If you could get chlortetracycline+ then its sufficient. These come in both tablet and powder form. Severely affected and all sick birds should be separated from the rest and should be treated individually so you know how much medicine a pigeon is getting. Rest can be given mixed in drinking water.


----------



## Jass SamOplay (May 29, 2012)

Sorry,the ointment above can't be used. It as hydrocortisone in it. While treating chlamydia, hydrocortisone can't be used as it can cause the fungus to grow.


----------



## syed (Aug 19, 2014)

*Eye Infection In Baby Pigeons*

Hi Jass,

Hope you are doing good.

Unfortunately, both Terramycin & Tetracycline Eye ointments are unavailable here in Bangalore. They say that these are outdated products, no more in use.

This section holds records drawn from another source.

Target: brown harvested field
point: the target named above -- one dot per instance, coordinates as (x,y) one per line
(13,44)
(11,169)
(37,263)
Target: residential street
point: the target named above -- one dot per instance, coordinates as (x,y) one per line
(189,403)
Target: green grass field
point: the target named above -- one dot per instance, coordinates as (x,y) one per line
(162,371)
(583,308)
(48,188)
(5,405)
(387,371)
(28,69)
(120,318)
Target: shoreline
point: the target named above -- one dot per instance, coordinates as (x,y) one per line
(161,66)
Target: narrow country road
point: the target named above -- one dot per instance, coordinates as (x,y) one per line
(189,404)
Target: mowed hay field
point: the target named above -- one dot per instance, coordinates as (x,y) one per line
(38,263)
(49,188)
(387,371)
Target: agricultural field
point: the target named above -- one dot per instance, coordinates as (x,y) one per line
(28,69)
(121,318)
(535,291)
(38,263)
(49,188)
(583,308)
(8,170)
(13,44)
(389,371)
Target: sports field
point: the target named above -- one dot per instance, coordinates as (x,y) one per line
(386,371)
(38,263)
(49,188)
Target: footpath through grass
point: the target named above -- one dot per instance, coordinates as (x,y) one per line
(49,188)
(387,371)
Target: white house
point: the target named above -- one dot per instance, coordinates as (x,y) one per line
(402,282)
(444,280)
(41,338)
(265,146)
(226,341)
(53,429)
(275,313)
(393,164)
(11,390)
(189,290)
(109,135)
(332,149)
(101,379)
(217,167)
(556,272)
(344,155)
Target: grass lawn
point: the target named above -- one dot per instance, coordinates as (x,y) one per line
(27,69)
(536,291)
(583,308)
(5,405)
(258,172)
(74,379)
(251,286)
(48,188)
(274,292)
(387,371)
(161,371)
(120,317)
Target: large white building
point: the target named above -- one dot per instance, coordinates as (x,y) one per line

Anyways, the good news is that I was able to find - "Tetracycline Hydrochloride Water Soluble Solution" and also started to give it in drinking water from today to all the birds.

I Would like to know the frequency of using the - "Tetracycline Hydrochloride Water Soluble Solution, in water. Is giving it 2-3 times a week in drinking water fine??

Moreover, since I have started giving this Tetracycline Hydrochloride WS Powder, do I need to avoid "calcium or grit" as per your suggestion.


Meanwhile, I will use Ciplox eye drops, along with Doxy & Enrocin.

Thanks. Waiting for ur reply.


----------



## Jass SamOplay (May 29, 2012)

You must ask the guy who said terramycin is outdated that what has replaced it,give me that. He's giving you tetracycline hcl powder and at the same time says tetracycline hcl ointment is out of date...how lame.. Alright

Yes you need to pull out calcium and grit. I gave this powder at half a teaspoon to a litre of water for CONTINOUS 12-15 days for treatment. If you give 2-3 times a week that's not gonna help,the bacteria causing the ailment will build resistance to the drug instead. So when you treat with this drug, treat for a continous period. After that you can run a prevention course with this drug for 5 days in drinking water after 3-6 months(,depending). Remove all other water sources from loft,give medicated water only during treatment.


----------



## Jass SamOplay (May 29, 2012)

Quite robust loft you've made Syed...hmmmmm
For how long have you been keeping pigeons in this setup???


----------



## Ananth_Tvli (Jun 26, 2014)

Syed has made few more alterations to his loft and now even has it under constant surveillance to monitor and deter some crazy goons who are after his birds.


----------



## Jass SamOplay (May 29, 2012)

What sort of alterations and what goons???


----------



## syed (Aug 19, 2014)

*Eye Infection in Baby Pigeons*

Hi Jass,

Thanks for your advice.

Here in Bangalore, "Terramycine/Tetracycline eye ointment is not available in any of the Vet Store. They suggest me to get it from the General Pharma. Those guys of the General Medicals tell me that these are Outdated. They dont even know the substitute of this. Infact, one of them told me that these were available 20-30 yrs back. I am really confused. Anyways, please suggest me a substitute for this Ointment. The " tetracycline hcl powder" I got it from the Vet Pharma, but the same ointment is no where available.
Really confused....

There is a last ray of hope, as in, I have to check out in one of the known Vet Pharmas here. Will visit it over the weekend for - "Terramycine/Tetracycline eye ointment". If there it is not available, then no hope of getting it anywhere here in B'lore. "Ciplox" is the alternative what I will use(pls suggest on this).


As per ur post what I understand is - I will continue the "Tetracycline HCL powder - Half Tea Spoon in 1 Litre of Drinking Water for another 15 days (to all birds). I will start the prevention course after (3-6 months) , by giving it 5 days in a week. Please correct me if I am wrong.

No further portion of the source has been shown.